Most recently, Houston Methodist Care Coordination ACO received from CMS 99 quality points, which included quality performance, patient satisfaction and clinical data integration. In the initial year of the ACO (2017), it performed in the 40th percentile in some of the CMS ACO quality metrics, which included depression screening and fall risk screening.
“By bringing awareness to our clinicians, to our ACO team, we were able to build workflows and infrastructure to support tracking, trending and feedback to our clinicians,” Andrieni said. “Physicians also received CMS shared savings based on their individual quality percentile performance.
“HMCC ACO was No. 3 nationally for savings per patient and No. 13 nationally for earned shared savings from 482 CMS Medicare ACOs nationally,” she continued. “In addition, HMCC ACO beat the CMS national average quality percentile for each CMS ACO quality metric.”
Advice for other ACOs
In the lessons learned from this journey, it is important to know stakeholders early in the process and engage and involve them in the decision making for choosing a particular vendor, Andrieni advised.
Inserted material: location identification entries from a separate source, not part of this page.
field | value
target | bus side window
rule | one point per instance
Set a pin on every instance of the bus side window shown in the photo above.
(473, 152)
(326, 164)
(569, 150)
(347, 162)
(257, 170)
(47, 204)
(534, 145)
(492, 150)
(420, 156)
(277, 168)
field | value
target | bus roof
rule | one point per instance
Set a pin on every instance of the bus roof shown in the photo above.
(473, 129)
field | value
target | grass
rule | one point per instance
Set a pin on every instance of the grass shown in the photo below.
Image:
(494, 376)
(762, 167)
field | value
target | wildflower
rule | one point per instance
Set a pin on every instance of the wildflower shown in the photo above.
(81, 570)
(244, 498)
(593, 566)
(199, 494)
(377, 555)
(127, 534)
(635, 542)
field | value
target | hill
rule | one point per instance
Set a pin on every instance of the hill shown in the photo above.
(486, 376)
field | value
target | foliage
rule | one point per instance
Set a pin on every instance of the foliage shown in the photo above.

“This work would not be possible without an engaged IT team, an engaged ACO team, engaged clinicians, and health system support,” she said. “Infrastructure and investment in technology is necessary before the return on the investment is realized and before improvement in quality is trended. Change management is important in the implementation of any new technology, which requires listening, patience and compassion.”
When choosing a technology vendor, Andrieni said look for a true partnership. Here is her advice:
- Ask the vendor to share examples with outcomes for the type of work you want to accomplish with dashboards and/or predictive analytics.
- Ask about annual updates to the vendor’s predictive analytical tool.
- Ask for evidence the vendor is identifying the right patients to drive the desired outcome. Speaking with vendors’ clients is also important to understand the vendor’s expertise and to identify any blind spots.